Clover’s Week
Did Russell Brand do for BBC Local? Julian Clover says broadcasters are failing in the provision of local news.
The BBC is rightly held to account over the seemingly endless number of activities in which it becomes involved. Once in a while a line in the sand needs to be drawn and the BBC Trust proved it could hold the corporation to account over the introduction of BBC Local, the BBC’s proposed local video service, which came in for heavy criticism from the local newspaper sector.
Local newspapers have been going through a tough time over the past ten, even 20 years, titles have folded and once paid for titles have emerged as local freesheets.
In the early days of Independent Local Radio, which we should remember only goes back to 1973, newspaper groups would invest in their local radio station in part to safeguard the revenues from what was deemed to be competition. The local stations launched with names that tied them to the local community, the ‘river phase’ gave us Radio Orwell, Radio Tees and Severn Sound, before the American callsign – for no apparent reason – manifested itself through TFM, SGR and even WABC. We even had definitive articles in The Pulse and The Breeze.
Along the way the inevitable consolidation and station mergers with newspapers rarely involved. Saxon, my local station from Bury St Edmunds, opted out of Radio Orwell in Ipswich for about four hours a day. Consequently the DJs were not allowed to say the station name, rather “here at the station” and in the days before Lo-call numbers the telephone number came on a cart machine.
These days networking has spread across the network, you don’t get this in London, but outside the capital a local station might often ‘broadcast’ from halfway across the country. In January Global Radio, which through the acquisition of GCap has tightened its grip on UK radio, will rebrand a number of stations as Heart and this includes my ‘local’ Q103. The Global Radio chairman is Charles Allen, who presided over ITV as the regional identities became submerged into ITV1. There has been debate over the reduction in regional content on the ITV network, but none over its loss in radio, and this includes news.
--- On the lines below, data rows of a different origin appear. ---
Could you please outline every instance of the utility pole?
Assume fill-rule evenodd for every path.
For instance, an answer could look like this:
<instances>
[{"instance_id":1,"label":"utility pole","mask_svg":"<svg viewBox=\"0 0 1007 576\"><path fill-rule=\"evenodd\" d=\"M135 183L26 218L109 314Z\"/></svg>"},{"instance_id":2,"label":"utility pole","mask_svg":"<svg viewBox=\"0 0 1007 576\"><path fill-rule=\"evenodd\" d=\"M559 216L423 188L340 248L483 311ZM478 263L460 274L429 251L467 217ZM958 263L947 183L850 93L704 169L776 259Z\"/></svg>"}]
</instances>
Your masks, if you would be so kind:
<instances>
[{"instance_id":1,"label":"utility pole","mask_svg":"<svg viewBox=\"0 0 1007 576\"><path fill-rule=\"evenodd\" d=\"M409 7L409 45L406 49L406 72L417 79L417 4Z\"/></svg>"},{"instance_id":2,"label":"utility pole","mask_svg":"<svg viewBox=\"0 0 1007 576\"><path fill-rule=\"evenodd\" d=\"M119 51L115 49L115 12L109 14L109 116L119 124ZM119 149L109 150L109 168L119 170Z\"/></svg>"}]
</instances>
Local newspapers have begun to embrace new media by including video and even news bulletins on their websites. The BBC, which has a local radio network in England, and regional radio in the National Regions, will continue to offer its regional content on demand, but won’t be extended to extend this.
The character of the East of England has changed since the present TV region came into being in the late 1950s. So much so that the ten-year old Cambridge opt out can often be in complete contrast to the rest of the bulletin. (Plans to produce a separate programme from Milton Keynes have been quietly dropped). Arguably a more localised service is required and while there is BBC local radio it helps to be able to remember the last war to enjoy the programmes fully.
BBC Local came before the trust in the wake of the Russell Brand-Jonathan Ross saga that saw the presenters respectively resign and be suspended while the controller of Radio 2 resigned. A greater question is what BBC Worldwide is doing having a joint venture with failed retailer Woolworths, a matter that falls outside the Trust’s scope, rather than the provision of local news that used to be regarded as public service.